The Life of a Sanctimonious Prick

On Alcohol - Part 2

Posted on Wednesday, May 3, 2006 at 10:26 PM

In a previous post (By Degrees... Very Slowly), I talked about my party life in 1974 during my 2nd year at the University of Windsor. What I don’t think I’ve mentioned before is that, a year earlier, I almost didn’t make my audition for the music program. The night before my audition, I became intimately acquainted with Mr. Bacardi – the result, no doubt, of my pub experience a few weeks earlier. It was, I believe, a combination of nerves and insecurity. While I was a fine french horn player for high school, I had real doubts about my ability at the university level. I wasn’t sure I wanted to be so tested, and part of me wanted to be content with the ability I had so far demonstrated.

 

So, the evening before my audition, with all of my anxieties starting to get the better of me, I had a drink! Well, I didn’t just have one drink… I drank half a quart of Bacardi. Fortunately, I didn’t drink alone – because that would have been really pathetic. My roommate, Shep, was there, along with about a dozen or so other folks who lived at our dorm, Huron Hall. Perhaps it was from this humble beginning that people got the idea that our room was party central!

 

By the time I woke up the next morning, my audition was 15 minutes overdue. In a mild panic, I took a quick shower, grabbed my horn, and hurried to the School of Music on main campus. I can’t remember what sort of excuse I made for showing up late, but my audition was successfully rescheduled for an hour or so later. I played the 1st movement of Mozart’s Horn Concerto #3 in E-flat (K447).

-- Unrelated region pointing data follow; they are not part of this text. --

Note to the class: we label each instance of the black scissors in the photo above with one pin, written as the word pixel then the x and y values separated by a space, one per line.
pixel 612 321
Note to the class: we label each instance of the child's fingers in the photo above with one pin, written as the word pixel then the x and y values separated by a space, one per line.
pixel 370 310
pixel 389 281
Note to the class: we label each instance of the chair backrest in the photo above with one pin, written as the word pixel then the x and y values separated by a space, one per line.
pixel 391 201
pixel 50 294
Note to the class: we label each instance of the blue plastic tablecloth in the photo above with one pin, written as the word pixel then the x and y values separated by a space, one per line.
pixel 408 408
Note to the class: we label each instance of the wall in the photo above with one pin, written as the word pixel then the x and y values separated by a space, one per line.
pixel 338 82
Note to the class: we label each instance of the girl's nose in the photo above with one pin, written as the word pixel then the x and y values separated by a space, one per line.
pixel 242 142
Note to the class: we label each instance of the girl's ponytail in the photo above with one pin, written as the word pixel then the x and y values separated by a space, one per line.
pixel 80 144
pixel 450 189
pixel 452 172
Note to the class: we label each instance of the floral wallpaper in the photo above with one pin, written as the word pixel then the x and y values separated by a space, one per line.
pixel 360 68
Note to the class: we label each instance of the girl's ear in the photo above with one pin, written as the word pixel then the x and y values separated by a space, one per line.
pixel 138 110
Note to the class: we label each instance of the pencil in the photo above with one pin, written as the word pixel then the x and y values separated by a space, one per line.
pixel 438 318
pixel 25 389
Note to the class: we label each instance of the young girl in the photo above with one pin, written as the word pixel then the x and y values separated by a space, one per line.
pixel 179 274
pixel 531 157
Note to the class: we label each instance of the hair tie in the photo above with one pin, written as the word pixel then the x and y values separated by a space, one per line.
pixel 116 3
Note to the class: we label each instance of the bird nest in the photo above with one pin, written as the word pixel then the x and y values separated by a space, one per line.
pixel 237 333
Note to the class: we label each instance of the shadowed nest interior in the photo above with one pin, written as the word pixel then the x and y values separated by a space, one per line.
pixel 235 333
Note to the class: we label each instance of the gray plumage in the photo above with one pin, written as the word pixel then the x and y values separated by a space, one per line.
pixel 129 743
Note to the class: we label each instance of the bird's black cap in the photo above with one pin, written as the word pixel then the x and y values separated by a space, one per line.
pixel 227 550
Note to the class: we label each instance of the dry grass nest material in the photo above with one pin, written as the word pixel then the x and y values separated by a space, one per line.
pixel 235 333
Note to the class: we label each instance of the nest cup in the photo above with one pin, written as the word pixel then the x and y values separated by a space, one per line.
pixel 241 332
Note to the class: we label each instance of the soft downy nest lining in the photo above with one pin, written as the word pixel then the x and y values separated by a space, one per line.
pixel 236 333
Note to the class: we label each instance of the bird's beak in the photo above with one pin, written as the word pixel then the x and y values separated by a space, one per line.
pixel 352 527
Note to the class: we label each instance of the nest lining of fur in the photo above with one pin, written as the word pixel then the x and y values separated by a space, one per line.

Well, for better or worse, I passed the audition and was admitted to the program!

 

As for that 2nd year at school… well, it wasn’t all a waste. I met a lot of interesting people that year – mostly in our dorm room. There’s this thing called a “Purple Jesus" – it consists of a bathtub full of 180 proof alcohol mixed with grape juice. We’d make a batch of Purple Jesus during the day and folks would drop by with a glass, and scoop out as much as they wanted. We took turns purchasing the alcohol so, by the end of the school year, we had all contributed more or less evenly. As I mentioned in a previous post (On Drugs), Huron Hall was a co-ed dorm, so we almost always used a bathtub in one of the girls’ rooms because the chances were very high that the tub was clean! I say “almost always" because… well, sometimes we just couldn’t persuade any girls to give up their bathtub for an evening! After a few drinks, most folks didn’t much care whether or not the tub was clean. Hey… it was the 70s!

 

I discovered that I really liked to drink. I enjoyed partying and being the life of the party, and I didn’t see that any long-term problems would result. I drank a lot… mostly with friends, but sometimes I’d go to a pub by myself. At the time I thought it was a bit pathetic, but I rationalized my actions by telling myself “at least you’re not sitting in your dorm room drinking alone". The more I drank the more school I missed, but I didn’t much care by then. I enjoyed feeling good and having a good time but, after a while, I came to realize that I drank not so much to feel good, but to stop from feeling bad. It’s a vicious circle.

 

Well, I was wrong about the long-term problems. As a result of this partying (and the rest), I was kicked out of school for a year. It was probably good therapy that I got a job at Syd’s Bridge House – a pub near the school. Night after night, I saw the result of uncontrolled drinking. Regulars, some of them friends, ended up falling over themselves, and others, in an effort to stand up straight or get to the bathroom… not just men, women, too!

 

I didn’t drink as much that next year – 1975 – as the smell of the pub was pretty overwhelming and it stayed with me almost all the time. After a few months, the smell of stale beer made me gag!

 

I did have one more bout of drinking to excess but, as they say, the third time’s the charm. In 1978 I was dating a girl named Jane, a dramatic arts major. I had been asked by another drama student, Kate Boyer, to write the music for a one-act play she was directing “Out of Our Father’s House". Jane was one of the actors in the play. We didn’t spend a lot of time together during the show, but we’d walk home together since we only lived a couple of blocks apart. Once the show ended, Jane and I stayed together for another year.

 

 

Because we were both interested in the dramatic arts, Jane and I went to a lot of cast parties! At one such party, I had quite a lot to drink and I ended up praying to the porcelain god. Jane, who herself enjoyed quite a few drinks, didn’t think that drinking to excess and throwing up was particularly attractive – and I believe it was the beginning of the end for us. After that evening, I realized that I really wasn’t able to control my drinking, so the only safe thing to do was to give it up completely – at least… that was the plan. While I drank only occasionally over the course of the next decade, I never again lost control of my senses because of alcohol. It was quite sobering.